1.文件挂载和文件操作
1.1 挂载mount blob
- source里的内容
source = 'wasbs://<container名称>@<blob的名称>.blob.core.windows.net; - extra_configs的内容是
extra_configs = {'fs.azure.account.key.<blob的名称>.blob.core.windows.net':'<container里的access key>'}
dbutils.fs.mount(source = 'wasbs://input@dl108lg.blob.core.windows.net',
mount_point= '/mnt/blob108_input',
extra_configs = {'fs.azure.account.key.dl108lg.blob.core.windows.net':'fuDFNS1ziD9Lw4aeH/N6gw7+4'}
)
**注意:如果使用的时sas当作extra_configs的话,改成`extra_configs = {'fs.azure.<container-name>.<blolb-name>.blob.core....`**
1.2查看挂载点的信息
- 查看所有的mount点
dbutils.fs.mounts()
1.3 按照指定格式读取文件
- 读取csv
path = '/mnt/blob108_bronze/Sales/emp.csv
df = spark.read.format('csv').load(path,header = True)
- 读取parquet
path = '/mnt/blob108_bronze/Sales/emp.parquet
df = spark.read.format('parquet').load(path,header = True)
- 读取delta
path = '/mnt/blob108_bronze/Sales/emp.parquet
df = spark.read.format('delta').load(path,header = True)
1.4 查看df
display(df)
- sql:
select * from df
2.select和filter
2.1 select()选择需要的数据
- 选择单独的列
#方法1:
df.select('SalesYTD').show(n=5)
#方法2:
from pyspark.sql.functions import col
df.select(col('SalesYTD')).show(n=5)
#方法3:
df.select(df.SalesYTD).show()
#方法4:
df.select(df['SalesYTD']).show()
- sql:
select SalesYTD from df
- 选择多列
df.select(['SalesYTD','Bonus'])
2.2 selectExpr()可以像sql一样处理column
1.使用aggregate
df.selectExpr('sum(SalesYTD)').show()
- sql:
select sum(SalesYTD) from df
- 字符串处理
df.selectExpr("CONCAT(month,year) AS MonthYear","UPPER(month) AS Capital_Months").show()
- 条件处理
df.selectExpr("State","CASE WHEN State='CA' THEN 'California' WHEN State='NY' THEN 'New York' END AS State_Name").show(n=5)
3.filter() 过滤
- 大于4000的
df.filter(df.SalesYTD>4000000).show()
- sql:
select SalesYTD from df where SalesYTD>4000000
- 多条件过滤
df.filter(df.SalesYTD>4000000 & df.Bonus<55000).show()
- sql:
select * from df where SalesYTD>4000000 and Bonus<55000
- 过滤字符串是否包含
df.filter(col('education').contain('degree').show()
4.等于和不等于
df.filter(df.region=='CA').show()
df.filter(~df.region=='CA').show()
- sql
select * from df where region != 'CA'
4. 处理Null,重复和聚合
4.1空值
4.1 查找空值
df.filter(df['SalesYTD'].isNull()).show()
4.2 删除/填充 空值
- 删除空值所在一行
df.dropna().show()
- 使用指定的值,填充空值的行
filled_df = df.fillna({"column_name": "value"})
filled_df.show()
4.2 重复
- 查看表的重复情况
duplicate_columns = df.groupBy("name", "dep_id").count().filter("count > 1").show()
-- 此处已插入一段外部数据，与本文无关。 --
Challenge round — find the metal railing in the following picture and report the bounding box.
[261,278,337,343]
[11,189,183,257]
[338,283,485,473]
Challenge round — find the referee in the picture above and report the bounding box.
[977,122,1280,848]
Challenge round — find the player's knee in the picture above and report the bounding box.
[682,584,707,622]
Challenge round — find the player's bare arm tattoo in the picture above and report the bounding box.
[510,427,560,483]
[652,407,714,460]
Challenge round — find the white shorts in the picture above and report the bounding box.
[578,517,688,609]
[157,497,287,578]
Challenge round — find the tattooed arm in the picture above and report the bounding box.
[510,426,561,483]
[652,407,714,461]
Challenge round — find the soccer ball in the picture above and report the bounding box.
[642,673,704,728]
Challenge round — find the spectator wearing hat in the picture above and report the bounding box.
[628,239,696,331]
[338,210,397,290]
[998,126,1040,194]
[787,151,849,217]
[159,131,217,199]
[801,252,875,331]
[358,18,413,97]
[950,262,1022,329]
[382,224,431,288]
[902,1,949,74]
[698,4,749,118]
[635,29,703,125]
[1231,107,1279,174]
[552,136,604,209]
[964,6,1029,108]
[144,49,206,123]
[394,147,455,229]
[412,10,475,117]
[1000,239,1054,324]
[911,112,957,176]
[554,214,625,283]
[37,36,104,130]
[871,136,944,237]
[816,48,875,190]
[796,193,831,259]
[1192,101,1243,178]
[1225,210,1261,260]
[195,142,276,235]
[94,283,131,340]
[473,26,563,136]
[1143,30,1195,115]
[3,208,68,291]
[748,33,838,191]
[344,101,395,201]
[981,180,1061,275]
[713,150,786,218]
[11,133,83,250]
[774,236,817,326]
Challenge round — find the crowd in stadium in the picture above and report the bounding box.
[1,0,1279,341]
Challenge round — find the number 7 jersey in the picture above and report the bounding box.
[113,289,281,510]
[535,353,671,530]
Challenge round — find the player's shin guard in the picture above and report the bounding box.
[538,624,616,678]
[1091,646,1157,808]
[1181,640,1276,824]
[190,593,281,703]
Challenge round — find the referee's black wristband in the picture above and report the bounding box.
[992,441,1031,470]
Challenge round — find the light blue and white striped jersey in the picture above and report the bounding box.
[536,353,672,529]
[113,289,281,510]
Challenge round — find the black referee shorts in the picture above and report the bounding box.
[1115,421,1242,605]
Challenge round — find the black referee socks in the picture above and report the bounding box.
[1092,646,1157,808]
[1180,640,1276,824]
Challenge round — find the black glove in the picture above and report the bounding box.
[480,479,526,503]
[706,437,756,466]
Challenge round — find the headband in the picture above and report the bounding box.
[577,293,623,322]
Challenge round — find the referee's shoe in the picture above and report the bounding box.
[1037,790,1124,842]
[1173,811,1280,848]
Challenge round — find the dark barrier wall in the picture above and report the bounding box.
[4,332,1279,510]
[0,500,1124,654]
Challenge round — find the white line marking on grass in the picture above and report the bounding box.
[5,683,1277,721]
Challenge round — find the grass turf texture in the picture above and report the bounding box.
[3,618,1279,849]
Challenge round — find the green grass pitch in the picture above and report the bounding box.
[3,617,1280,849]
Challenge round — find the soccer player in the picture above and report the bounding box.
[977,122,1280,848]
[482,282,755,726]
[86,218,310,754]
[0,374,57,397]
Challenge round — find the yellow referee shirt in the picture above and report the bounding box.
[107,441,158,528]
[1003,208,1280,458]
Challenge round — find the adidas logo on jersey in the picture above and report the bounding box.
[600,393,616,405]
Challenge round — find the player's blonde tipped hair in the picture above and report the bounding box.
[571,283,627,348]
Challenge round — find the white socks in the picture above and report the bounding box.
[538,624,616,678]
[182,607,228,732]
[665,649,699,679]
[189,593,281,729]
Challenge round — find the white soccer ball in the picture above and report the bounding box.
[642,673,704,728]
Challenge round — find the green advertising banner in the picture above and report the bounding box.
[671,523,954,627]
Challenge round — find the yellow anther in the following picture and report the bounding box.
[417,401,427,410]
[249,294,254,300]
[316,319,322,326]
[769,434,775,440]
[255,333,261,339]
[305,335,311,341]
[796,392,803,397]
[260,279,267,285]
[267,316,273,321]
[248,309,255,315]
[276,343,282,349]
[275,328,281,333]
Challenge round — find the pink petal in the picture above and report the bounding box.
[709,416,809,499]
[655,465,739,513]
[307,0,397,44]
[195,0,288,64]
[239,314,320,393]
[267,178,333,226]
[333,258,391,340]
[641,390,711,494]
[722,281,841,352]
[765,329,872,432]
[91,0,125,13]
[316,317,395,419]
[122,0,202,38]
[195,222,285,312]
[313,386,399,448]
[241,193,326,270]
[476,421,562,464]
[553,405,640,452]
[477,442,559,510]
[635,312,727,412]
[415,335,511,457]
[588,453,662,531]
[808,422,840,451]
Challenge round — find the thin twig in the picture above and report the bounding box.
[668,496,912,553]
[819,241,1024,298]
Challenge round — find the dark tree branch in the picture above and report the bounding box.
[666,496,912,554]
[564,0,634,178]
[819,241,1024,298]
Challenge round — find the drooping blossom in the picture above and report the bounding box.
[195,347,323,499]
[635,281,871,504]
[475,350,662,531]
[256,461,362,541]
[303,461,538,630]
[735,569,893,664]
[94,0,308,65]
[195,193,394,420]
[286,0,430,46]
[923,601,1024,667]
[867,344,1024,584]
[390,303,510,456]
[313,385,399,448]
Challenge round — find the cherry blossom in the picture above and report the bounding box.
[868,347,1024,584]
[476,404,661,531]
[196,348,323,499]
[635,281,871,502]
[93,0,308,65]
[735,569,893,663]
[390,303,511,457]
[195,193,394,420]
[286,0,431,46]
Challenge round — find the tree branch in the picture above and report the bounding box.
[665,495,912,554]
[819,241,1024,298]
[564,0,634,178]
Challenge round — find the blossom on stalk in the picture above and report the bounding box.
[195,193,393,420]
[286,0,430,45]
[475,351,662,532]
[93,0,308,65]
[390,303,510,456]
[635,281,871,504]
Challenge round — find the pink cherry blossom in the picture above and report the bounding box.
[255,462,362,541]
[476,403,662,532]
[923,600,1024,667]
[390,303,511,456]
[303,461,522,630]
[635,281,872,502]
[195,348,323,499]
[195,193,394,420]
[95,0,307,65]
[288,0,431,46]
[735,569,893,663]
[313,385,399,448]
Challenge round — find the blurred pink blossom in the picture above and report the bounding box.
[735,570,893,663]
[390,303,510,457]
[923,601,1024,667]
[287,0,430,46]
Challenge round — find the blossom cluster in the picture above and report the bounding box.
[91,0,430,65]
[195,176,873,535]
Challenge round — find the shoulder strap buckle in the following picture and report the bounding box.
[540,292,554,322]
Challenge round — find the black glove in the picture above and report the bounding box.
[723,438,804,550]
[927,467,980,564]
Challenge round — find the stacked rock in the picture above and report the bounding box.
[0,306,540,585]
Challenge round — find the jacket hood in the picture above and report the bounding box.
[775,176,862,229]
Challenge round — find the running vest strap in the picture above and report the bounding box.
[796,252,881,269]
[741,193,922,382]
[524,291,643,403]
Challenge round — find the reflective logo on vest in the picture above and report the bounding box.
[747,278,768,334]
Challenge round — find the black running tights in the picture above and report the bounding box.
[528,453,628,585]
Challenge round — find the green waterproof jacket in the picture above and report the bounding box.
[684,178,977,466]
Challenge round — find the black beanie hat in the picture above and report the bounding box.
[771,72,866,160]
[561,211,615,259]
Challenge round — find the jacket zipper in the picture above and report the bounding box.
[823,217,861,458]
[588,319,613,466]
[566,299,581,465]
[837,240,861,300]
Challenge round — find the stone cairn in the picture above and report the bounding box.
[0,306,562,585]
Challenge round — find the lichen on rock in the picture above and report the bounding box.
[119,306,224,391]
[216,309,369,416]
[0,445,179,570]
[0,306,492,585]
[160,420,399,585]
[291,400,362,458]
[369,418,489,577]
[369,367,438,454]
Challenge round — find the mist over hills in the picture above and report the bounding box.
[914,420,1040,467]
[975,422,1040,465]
- 根据分组删除重复;不加入上面的分组,会直接删除所有相同的行,留下一行
df_no_duplicates = df.dropDuplicates(["name", "dep_id"])
df_no_duplicates.orderBy('emp_id').show()
3.根据id排序,显示删除后的表
df_no_duplicates.orderBy('emp_id').show()
4.写入到文件夹
path = '/mnt/blob108_bronze/no_duplicate_emp/'
df_no_duplicates.write.format('parquet').mode('overwrite').save(path)
5. withcolumn() 创建新的列
1.创建一个新的列
from pyspark.sql.functions import concat
df.withColumn('new_info',concat(df.name , df.country)).show()
- sql :
select CONCAT(name,country) as new from df

image.png
- 将每个单词的开头变成大写
df.withColumn(df.name,initcap('df.name')).show()
- 使用when 来判断
df_with_category = df.withColumn("category", when(df.age < 25, "Young").when(df.age > 25,"new").otherwise("Old"))